Configuration Options¶
No configuration options available.
Inputs¶
| Name | Data Type | Description |
|---|---|---|
| data | File or str | Table data source. Supports File objects for CSV/XLSX/documents, or markdown table strings. Documents are converted using document intelligence with enhanced table extraction |
Outputs¶
| Name | Data Type | Description |
|---|---|---|
| chunks | Chunks | Structured Chunks object containing a ChunkGroup with all table rows as individual chunks. Includes computed embeddings and parent-child relationships |
Version History¶
- 2.0.0 (Current) - Native implementation
- 1.0.0 - Native implementation
Examples¶
blocks:
- name: process_inventory_table
type: RowChunk_2_0_0
input:
data: "inventory_report.csv"
# Input CSV:
# product_id,name,category,stock,price,status
# INV001,Laptop Computer,Electronics,45,899.99,active
# INV002,Wireless Mouse,Electronics,120,29.99,active
# INV003,Office Chair,Furniture,23,159.99,active
# Output: Chunks object with ChunkGroup containing:
# - Parent metadata (file info, content summary)

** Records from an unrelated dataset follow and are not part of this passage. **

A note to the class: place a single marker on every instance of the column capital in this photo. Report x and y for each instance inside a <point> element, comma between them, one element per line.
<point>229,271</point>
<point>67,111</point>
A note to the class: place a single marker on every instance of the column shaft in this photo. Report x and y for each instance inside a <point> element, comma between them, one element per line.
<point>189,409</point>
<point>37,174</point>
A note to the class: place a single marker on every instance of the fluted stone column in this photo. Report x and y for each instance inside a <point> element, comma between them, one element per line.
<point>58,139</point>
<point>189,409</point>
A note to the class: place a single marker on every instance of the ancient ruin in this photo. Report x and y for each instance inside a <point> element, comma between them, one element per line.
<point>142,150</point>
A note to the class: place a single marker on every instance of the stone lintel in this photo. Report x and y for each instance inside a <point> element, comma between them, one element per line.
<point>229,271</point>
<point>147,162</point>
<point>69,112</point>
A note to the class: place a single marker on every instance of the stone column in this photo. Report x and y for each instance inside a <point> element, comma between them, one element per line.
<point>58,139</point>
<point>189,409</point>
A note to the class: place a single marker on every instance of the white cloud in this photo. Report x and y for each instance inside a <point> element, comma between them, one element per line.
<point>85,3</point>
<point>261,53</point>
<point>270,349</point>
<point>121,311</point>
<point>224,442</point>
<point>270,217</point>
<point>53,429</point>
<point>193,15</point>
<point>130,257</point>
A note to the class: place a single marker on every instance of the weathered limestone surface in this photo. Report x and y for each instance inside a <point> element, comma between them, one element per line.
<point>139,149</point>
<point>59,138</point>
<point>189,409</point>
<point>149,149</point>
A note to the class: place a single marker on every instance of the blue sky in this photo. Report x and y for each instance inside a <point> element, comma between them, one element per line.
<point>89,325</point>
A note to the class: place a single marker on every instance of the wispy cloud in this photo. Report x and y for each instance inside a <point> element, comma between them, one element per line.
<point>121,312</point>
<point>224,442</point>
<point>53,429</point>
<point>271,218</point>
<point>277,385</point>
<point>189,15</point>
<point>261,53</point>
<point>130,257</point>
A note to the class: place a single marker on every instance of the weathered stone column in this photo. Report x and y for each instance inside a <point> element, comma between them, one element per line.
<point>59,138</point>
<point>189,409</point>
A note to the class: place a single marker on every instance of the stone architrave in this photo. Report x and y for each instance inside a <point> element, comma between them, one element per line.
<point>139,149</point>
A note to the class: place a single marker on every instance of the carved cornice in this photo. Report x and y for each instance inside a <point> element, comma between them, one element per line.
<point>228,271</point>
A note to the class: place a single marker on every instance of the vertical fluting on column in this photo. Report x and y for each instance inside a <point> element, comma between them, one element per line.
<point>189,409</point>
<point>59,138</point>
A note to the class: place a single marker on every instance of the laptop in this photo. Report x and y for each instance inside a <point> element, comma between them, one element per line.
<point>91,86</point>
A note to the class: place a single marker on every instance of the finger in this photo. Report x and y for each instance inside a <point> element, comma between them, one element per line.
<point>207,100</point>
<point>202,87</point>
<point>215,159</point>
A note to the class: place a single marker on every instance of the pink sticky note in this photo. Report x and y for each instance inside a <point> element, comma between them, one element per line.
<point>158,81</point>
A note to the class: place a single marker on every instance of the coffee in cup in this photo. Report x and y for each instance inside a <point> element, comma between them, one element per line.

# - 3 child chunks with JSON content and computed embeddings
# - Structured relationships for downstream processing
Error Handling¶
No Markdown Table Found
- Error Code
BlockError- Common Cause
- Document conversion or string input doesn't contain recognizable markdown table format
- Solution
- Ensure document contains table structures or markdown input follows proper table syntax with pipe separators
Unsupported File Type
- Error Code
BlockError- Common Cause
- File extension is not supported for table processing or document intelligence conversion
- Solution
- Use supported formats: CSV, XLSX, or document formats (PDF, DOCX, PPTX, images) convertible by document intelligence
Chunk Building Error
- Error Code
ProcessingError- Common Cause
- Failed to build chunks or ChunkGroup structure during processing
- Solution
- Check data integrity and ensure table rows contain valid data that can be JSON serialized
FAQ¶
What are the key improvements in RowChunk v2.0.0?
Version 2.0.0 adds structured Chunks output with ChunkGroup organization, automatic embedding computation, enhanced markdown table extraction, and improved parent-child relationships for better data lineage and searchability.
How does the ChunkGroup structure work?
All table rows are grouped under a single parent object containing file metadata. Each row becomes a child chunk with computed embeddings, maintaining relationships that enable context-aware processing and semantic search capabilities.
Does v2.0.0 handle multiple tables in documents better?
Yes, v2.0.0 includes enhanced table extraction methods that can identify and process multiple markdown tables within a single document, combining all rows into one cohesive ChunkGroup while preserving table boundaries.
What embedding capabilities are included?
Each chunk automatically receives computed embeddings based on its JSON content, enabling vector similarity search, semantic clustering, and AI-powered data analysis workflows that weren't available in v1.0.0.
Can I migrate from RowChunk v1.0.0 to v2.0.0?
Migration requires updating downstream blocks to handle the Chunks model instead of individual Chunk objects. The core table processing logic remains compatible, but output structure is now organized as ChunkGroups with embeddings.